Biochemical assays once dominated the field of high throughput chemical screening, but phenotypic
experiments are more adept at modeling real physiological behavior, and can simultaneously mimic drug
delivery factors including cell membrane permeability, intracellular localization, and aspects of transport and
metabolism. Efficiency and cost of phenotypic screens have improved substantially over the years. For all of
these reasons, the technology is well suited to fostering lead optimization.
The technology has disadvantages, however, in that data complexity hinders de novo SAR rationalization. For
preliminary screens over diverse chemotypes, the simpler biochemical construct affords a good platform for
classifying hits according to target-specific modulation, thus facilitating systematic pharmacophore perception.
With phenotypic screens, activity trends across different chemotypes may actually reflect modulation of
different biochemical targets or via distinct interaction modes. Even within the same chemotype family, pharmacophore perception
may be occluded by imprecise partitioning of observed bioactivity measurements between fundamental biochemical modulation
versus variation across ADME-like factors.
So the question arises: can phenotypic screens ultimately support systematic SAR-driven pharmacophore perception and thus fully
supplant biochemical screens? The answer may be computational in nature: given a large, accurate phenotypic data set, one should
theoretically be able to sort through the various influences to distill a reliable chemotype-specific SAR that distinguishes targetspecific
trends from deliverability issues. This can be achieved via data mining.
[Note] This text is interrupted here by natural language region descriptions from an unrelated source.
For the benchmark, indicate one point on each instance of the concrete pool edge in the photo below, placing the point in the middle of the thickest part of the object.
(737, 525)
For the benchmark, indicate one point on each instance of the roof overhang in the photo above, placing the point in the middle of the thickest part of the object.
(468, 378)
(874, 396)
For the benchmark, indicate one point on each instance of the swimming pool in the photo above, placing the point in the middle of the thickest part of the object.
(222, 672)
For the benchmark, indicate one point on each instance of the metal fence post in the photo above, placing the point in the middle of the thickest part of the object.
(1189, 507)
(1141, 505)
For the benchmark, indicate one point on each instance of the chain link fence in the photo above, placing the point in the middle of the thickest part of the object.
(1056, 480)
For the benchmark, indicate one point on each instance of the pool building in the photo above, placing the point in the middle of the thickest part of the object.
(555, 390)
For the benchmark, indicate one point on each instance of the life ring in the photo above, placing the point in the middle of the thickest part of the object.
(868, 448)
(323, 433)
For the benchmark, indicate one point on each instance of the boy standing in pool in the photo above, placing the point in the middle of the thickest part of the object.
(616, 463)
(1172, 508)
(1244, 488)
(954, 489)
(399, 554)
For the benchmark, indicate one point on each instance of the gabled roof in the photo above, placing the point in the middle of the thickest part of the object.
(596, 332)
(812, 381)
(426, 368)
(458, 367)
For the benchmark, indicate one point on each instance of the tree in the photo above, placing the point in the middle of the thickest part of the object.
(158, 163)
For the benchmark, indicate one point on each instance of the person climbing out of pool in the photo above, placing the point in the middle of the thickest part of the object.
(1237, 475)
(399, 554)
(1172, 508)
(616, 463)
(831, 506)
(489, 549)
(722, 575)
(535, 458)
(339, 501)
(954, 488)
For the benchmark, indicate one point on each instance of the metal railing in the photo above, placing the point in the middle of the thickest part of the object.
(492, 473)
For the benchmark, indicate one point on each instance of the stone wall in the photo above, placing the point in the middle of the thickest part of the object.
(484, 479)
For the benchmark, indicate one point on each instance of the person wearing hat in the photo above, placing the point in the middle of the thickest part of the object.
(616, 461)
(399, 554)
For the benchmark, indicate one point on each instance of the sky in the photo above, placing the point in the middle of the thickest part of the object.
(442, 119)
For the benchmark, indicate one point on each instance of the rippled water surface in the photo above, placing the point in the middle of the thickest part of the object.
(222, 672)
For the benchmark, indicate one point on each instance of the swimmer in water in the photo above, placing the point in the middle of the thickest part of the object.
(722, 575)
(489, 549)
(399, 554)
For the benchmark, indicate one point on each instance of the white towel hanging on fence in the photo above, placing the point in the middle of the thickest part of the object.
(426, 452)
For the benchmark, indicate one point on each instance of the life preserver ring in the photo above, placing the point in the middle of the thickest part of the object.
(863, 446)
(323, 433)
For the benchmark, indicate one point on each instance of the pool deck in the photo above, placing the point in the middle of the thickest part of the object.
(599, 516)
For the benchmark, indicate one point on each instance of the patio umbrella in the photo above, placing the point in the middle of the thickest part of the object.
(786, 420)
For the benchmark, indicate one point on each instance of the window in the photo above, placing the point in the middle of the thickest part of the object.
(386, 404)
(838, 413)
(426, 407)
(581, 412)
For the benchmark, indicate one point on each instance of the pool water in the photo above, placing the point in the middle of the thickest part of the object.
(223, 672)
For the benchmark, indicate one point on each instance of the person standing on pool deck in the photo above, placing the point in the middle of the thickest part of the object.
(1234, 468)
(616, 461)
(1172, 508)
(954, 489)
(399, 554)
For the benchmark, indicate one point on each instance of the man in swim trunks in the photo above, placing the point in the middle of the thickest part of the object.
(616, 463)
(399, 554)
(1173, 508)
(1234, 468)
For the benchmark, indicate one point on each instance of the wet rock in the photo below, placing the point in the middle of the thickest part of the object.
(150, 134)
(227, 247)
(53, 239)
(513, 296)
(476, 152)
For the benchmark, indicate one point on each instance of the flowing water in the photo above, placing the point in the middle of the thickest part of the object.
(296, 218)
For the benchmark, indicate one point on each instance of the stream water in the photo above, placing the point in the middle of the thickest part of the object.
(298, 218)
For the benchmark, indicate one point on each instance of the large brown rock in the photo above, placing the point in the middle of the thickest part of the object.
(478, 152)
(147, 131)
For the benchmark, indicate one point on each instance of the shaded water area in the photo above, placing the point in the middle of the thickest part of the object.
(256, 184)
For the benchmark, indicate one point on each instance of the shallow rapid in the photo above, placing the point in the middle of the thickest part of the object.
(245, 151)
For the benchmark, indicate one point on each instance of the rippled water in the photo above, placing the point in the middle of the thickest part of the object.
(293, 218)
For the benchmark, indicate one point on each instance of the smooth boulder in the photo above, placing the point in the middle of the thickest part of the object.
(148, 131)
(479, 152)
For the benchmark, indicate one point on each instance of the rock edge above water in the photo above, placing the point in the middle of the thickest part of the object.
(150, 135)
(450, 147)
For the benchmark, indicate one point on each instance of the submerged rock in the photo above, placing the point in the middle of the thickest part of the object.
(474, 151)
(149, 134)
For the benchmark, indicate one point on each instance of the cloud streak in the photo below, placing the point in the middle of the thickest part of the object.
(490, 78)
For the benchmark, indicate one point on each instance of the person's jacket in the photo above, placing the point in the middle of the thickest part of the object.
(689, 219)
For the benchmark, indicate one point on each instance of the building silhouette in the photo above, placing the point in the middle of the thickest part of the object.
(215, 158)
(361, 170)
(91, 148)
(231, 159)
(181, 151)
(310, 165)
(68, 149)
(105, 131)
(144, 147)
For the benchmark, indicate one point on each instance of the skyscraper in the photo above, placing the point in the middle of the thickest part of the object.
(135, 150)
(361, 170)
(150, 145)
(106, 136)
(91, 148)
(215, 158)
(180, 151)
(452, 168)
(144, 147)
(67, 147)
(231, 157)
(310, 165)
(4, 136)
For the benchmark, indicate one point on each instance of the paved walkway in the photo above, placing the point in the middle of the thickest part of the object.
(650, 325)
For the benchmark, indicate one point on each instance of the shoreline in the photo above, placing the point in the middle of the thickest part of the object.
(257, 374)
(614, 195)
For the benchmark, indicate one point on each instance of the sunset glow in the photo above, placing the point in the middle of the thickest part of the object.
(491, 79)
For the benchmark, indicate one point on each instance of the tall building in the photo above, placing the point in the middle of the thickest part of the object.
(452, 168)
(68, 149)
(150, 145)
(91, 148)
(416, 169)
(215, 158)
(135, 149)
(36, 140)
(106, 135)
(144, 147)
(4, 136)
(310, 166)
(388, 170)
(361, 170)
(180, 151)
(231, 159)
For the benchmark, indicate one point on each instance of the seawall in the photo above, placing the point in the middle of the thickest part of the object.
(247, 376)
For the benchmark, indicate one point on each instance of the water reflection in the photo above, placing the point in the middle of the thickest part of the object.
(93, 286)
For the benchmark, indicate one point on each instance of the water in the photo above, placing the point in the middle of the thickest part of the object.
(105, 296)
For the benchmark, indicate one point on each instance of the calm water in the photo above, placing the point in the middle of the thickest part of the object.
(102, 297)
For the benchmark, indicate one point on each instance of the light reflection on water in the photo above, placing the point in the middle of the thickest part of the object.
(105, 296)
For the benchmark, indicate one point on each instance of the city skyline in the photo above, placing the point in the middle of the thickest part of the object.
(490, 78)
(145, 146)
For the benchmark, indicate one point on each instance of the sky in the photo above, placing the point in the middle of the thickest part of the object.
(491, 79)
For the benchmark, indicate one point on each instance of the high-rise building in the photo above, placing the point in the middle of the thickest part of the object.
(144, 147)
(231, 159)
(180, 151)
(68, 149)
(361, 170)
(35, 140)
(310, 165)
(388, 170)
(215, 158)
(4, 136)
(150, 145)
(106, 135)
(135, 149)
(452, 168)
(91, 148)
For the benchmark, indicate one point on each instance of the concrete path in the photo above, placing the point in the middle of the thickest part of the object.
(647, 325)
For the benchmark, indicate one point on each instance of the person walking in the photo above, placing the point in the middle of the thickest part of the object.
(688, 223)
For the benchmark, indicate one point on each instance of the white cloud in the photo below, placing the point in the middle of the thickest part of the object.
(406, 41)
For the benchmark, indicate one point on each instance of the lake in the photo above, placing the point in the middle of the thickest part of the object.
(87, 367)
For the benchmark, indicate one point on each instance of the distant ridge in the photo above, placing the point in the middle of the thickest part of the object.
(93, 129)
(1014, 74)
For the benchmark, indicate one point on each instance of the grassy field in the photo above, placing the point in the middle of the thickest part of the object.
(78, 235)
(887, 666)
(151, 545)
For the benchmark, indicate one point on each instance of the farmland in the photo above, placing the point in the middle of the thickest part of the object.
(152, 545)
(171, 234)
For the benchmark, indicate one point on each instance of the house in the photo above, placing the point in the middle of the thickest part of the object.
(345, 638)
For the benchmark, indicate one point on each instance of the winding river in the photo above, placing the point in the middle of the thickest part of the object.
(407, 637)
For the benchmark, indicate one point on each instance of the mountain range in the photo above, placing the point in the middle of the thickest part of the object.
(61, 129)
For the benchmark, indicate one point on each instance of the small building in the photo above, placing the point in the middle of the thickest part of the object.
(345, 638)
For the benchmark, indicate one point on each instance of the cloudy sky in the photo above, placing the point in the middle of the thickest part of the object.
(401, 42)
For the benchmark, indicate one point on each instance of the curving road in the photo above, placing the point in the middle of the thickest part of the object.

Unfortunately, many people who realize that data mining is designed for such challenges may be missing background insight that is
key to exploiting such methods. Most often overlooked is the fact that excellent calculations will rarely rescue weak data. Grasping
pharmacophore effects from a screening study requires data sets that are strategically sensitive to variations in molecular effects that
dictate physiology. In order for a given chemical to exert specific biochemical activity, it must have the right solubility profile to be
available to those biomolecules that must collectively admit, transport and bind the modulator in order to effect applicable bioactivity.
Ligand solubility is determined by chemical substructures. Furthermore, every relevant intermolecular interaction is directly
influenced by ligand chemical composition. Thus, if one knows which chemical substructures balance appropriate solubility with the
interactions required to reach and bind the biomolecular target, one should be able to predict ligand activity. This is the essence of
rational drug design and is, furthermore, the type of insight that careful mining of a well crafted data set should yield.
A thorough discourse on 'careful' data mining, would take up much more than the space available to an editorial like this, but of more
immediate interest to non-informaticians who design chemical screens would be a quick synopsis of what well crafted data sets might
To a significant extent, the data set will depend on whether one is trying to refine one's knowledge of the target specific SAR in a
system, or if one is searching de novo for promising new chemotypes with activity toward a given phenotype. Ultimately, the strategy
lies in giving the informatician the right spread of data to partition the global bioactivity measurement into contributing factors.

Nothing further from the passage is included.